During a congressional hearing, US Senator Elizabeth Warren, a strong opponent of cryptocurrencies, recently emphasised its connection to fentanyl drug trades. The Massachusetts Democrat emphasised the necessity for her bill, the Digital Asset Anti-Money Laundering Act, to fix gaps in current legislation in her quest to fight money laundering.

Warren remarked during a Senate Banking Committee hearing, “Crypto is helping fund the fentanyl trade.” And we have the authority to stop it. It’s finally time.” Her proposed law intends to improve anti-money laundering regulations in order to prevent drug suppliers and cartels from using cryptocurrencies to support their criminal operations.

Fentanyl and other synthetic opioids ae responsible for many overdose deaths, with the US Centres for Disease Control and Prevention estimating more than 150 overdose deaths per day attributable to synthetic opioids like fentanyl. According to the US Drug Enforcement Administration, the top supply nations for fentanyl and fentanyl-related drugs are China and Mexico.

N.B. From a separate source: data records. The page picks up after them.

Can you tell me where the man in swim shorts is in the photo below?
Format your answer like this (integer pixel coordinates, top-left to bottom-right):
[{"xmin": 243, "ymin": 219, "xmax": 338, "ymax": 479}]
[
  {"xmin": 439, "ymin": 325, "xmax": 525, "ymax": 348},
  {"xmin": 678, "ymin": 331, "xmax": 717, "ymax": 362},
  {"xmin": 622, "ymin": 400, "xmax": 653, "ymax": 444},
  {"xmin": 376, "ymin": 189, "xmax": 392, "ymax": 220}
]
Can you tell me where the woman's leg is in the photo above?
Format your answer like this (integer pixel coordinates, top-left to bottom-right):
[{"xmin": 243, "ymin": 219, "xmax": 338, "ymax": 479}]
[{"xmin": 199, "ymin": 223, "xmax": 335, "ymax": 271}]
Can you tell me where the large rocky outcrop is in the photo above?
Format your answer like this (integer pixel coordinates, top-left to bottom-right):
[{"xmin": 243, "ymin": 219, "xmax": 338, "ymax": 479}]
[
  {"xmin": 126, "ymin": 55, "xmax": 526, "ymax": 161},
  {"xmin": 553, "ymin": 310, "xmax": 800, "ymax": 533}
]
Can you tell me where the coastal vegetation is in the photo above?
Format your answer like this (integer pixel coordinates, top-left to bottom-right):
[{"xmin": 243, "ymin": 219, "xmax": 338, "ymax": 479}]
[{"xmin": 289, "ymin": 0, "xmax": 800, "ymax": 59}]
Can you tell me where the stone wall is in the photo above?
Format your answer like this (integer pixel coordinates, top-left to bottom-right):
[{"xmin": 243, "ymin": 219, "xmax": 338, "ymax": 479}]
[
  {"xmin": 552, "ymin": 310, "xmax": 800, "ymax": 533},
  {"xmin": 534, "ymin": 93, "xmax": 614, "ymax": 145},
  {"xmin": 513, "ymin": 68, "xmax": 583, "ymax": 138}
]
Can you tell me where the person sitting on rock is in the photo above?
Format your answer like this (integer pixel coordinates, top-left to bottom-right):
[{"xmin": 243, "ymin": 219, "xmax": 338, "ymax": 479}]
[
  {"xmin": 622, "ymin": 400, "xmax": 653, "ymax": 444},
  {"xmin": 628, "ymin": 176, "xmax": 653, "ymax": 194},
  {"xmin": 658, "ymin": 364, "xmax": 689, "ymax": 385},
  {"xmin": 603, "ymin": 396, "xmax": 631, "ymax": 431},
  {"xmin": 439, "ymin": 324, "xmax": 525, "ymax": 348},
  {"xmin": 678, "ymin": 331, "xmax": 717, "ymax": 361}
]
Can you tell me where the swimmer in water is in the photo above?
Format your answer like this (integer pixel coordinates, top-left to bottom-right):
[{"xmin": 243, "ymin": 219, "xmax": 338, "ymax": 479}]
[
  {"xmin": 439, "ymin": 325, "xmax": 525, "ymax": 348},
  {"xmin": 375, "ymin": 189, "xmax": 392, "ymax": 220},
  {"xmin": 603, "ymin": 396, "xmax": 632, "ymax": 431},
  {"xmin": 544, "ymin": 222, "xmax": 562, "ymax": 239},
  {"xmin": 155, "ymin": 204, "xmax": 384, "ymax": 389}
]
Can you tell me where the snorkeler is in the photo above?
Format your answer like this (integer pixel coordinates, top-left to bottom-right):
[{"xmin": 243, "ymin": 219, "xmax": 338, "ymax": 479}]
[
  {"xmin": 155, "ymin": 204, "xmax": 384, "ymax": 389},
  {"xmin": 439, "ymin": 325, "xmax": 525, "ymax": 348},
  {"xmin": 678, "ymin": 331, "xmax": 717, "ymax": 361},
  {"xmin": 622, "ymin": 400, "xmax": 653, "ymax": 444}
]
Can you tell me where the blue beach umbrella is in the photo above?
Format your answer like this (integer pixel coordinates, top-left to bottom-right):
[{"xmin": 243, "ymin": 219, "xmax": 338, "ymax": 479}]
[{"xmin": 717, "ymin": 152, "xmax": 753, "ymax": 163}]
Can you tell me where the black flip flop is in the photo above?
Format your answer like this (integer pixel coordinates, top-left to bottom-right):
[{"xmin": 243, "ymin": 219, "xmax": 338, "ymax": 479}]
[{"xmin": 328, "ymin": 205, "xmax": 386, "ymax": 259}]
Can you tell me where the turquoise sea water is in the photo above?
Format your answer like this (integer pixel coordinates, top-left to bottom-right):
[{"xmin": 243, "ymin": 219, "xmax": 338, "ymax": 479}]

During the session, Warren focused her attention on Elizabeth Rosenberg, the Treasury Department’s assistant secretary for Terrorist Financing and Financial Crimes. She inquired about the use of bitcoins by Chinese enterprises in illegal drug trafficking. Rosenberg revealed that certain precursor makers and illegal drug organisations utilise cryptocurrency.

Warren reported, citing research company Elliptic, that 90 Chinese sources swapped precursor medications for cryptocurrency, totalling a whopping $54 billion in fentanyl tablets. This amount of fentanyl has the capacity to kill approximately 9 billion people, and it was all paid for through bitcoin transactions.

The Digital Asset Anti-Money Laundering Act, first proposed by Warren last year, intends to assure compliance with anti-money laundering legislation in the crypto business while simultaneously combating terrorist funding. Warren’s scepticism of cryptocurrency goes beyond its involvement in the fentanyl trade; she has often chastised the market, considering it as fundamentally biassed towards crooks.

Warren’s worries about cryptocurrency abuse are worldwide in scope. In a separate session, she raised the possibility of North Korean bad actors using cryptocurrency to avoid sanctions

As Senator Elizabeth Warren supports her bill and emphasises the need of combating money laundering and criminal activities aided by cryptocurrencies, the discussion over digital asset regulation and its influence on global financial institutions continues.